Un arrêté ministériel signé le 29 juillet dernier porte fermeture de ces collèges clandestins

L’arrêté ministériel portant fermeture d’établissements scolaires ou de formation privés signé le 29 juillet dernier par le ministre des Enseignements secondaires, Pr. Nalova Lyonga, révèle que 58 desdits établissements fonctionnaient dans l’illégalité et sont par conséquent fermés. « Fonctionnement sans autorisation de création », peut-on lire dans l’arrêté ministériel.

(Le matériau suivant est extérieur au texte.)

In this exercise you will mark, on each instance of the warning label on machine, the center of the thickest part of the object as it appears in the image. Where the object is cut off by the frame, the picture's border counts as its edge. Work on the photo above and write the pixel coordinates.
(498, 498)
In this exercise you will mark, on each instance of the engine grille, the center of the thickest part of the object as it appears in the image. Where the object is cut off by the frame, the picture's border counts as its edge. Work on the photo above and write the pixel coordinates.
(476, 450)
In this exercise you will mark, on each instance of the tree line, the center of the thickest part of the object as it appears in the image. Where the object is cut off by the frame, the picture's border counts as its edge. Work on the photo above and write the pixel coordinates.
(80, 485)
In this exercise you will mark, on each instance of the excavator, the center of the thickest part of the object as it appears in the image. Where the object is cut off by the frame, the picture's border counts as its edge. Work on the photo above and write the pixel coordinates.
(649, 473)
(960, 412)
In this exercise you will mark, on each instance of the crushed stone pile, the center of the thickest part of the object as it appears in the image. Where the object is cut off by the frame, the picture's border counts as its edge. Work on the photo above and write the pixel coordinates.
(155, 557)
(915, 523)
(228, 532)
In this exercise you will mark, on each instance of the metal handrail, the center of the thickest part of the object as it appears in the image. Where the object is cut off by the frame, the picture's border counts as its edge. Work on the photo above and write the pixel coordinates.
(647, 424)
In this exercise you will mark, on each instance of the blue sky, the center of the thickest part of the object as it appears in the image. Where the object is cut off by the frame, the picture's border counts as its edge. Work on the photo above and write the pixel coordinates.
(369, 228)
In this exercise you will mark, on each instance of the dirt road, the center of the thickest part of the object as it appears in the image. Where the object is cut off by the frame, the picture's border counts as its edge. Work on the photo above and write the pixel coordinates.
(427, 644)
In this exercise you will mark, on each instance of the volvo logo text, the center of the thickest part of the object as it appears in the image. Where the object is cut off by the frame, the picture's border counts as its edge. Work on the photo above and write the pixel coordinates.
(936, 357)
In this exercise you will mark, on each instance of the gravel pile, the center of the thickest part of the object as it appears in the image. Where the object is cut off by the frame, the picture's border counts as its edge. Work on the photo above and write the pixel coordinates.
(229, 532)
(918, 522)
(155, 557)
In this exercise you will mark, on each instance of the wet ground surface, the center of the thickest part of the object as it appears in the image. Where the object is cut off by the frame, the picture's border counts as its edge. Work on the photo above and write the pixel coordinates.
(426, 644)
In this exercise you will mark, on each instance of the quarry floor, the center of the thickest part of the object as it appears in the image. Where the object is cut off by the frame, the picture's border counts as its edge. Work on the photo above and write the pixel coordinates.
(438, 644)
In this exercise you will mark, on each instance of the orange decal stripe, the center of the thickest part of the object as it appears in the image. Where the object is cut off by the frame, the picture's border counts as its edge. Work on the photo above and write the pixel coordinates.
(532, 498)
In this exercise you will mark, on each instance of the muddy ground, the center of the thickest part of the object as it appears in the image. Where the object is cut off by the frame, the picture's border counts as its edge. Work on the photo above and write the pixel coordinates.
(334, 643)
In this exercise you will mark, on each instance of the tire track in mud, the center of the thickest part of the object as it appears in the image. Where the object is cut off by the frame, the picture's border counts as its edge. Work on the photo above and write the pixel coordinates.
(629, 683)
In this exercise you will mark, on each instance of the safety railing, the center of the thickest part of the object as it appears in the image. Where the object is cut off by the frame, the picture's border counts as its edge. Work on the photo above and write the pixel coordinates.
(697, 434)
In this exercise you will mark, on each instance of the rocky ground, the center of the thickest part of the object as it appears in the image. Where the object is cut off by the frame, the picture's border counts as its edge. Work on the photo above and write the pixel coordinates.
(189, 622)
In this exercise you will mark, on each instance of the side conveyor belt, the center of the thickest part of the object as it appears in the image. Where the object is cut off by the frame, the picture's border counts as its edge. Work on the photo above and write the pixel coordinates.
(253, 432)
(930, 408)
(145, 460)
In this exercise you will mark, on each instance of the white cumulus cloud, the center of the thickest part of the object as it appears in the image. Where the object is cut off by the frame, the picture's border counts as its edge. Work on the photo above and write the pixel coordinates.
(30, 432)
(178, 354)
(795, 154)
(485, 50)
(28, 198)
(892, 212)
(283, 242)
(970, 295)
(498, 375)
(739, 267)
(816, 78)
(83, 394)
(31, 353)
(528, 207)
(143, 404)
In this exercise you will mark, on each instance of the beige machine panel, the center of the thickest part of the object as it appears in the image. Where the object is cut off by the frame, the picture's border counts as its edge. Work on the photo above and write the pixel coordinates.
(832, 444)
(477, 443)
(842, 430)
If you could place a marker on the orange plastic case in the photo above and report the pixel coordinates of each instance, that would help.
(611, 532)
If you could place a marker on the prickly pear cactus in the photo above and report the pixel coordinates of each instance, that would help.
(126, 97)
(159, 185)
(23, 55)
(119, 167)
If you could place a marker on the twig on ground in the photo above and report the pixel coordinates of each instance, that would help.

Le département du Wouri tient la palme d’or de la clandestinité scolaire régionale, avec 47 établissements ou centres de formation fermés. Le Moungo quant à lui totalise 11 établissements « clandos ». A en croire le délégué départemental du Minesec du Wouri, Sylvestre Fils Moukala, c’est le résultat d’un travail de fourmi mené avec minutie sur le terrain. « Mme le ministre ne peut pas prendre des mesures aussi coercitives que difficiles sans que nous n’ayons produit un fond de dossier. Elle est à l’écoute de la base. Son objectif c’est de ne plus entendre parler d’établissements clandestins », soutient Sylvestre Fils Moukala. A en croire notre source, certains établissements ne disposent pas de titre foncier. C’est le cas des établissements scolaires de la zone dite Bois des singes (Douala II). Au-delà du travail fait par les services déconcentrés du Minesec, l’administration centrale dudit département ministériel dispose d’une cellule spécialisée des enseignements privés qui procède à la vérification des données transmises au Pr Nalova Lyonga.
Une commission conduite par les sous-préfets des arrondissements concernés descendra sur le terrain dans quelques jours pour matérialiser l’arrêté ministériel, en fermant les établissements clandestins après vérification des dossiers. « Nous allons nous rassurer si les manquements constatés hier ont connu une évolution. Si les concernés présentent les documents ayant fait objet des griefs au dernier passage de la commission, ils seront régularisés dans un mois et pourront rouvrir leurs portes à la prochaine rentrée. C’est un processus dynamique », précise Sylvestre Fils Moukala, qui conseille cependant aux parents de s’assurer que la plaque signalétique de l’établissement porte effectivement le numéro d’autorisation de création avant d’y inscrire leurs enfants.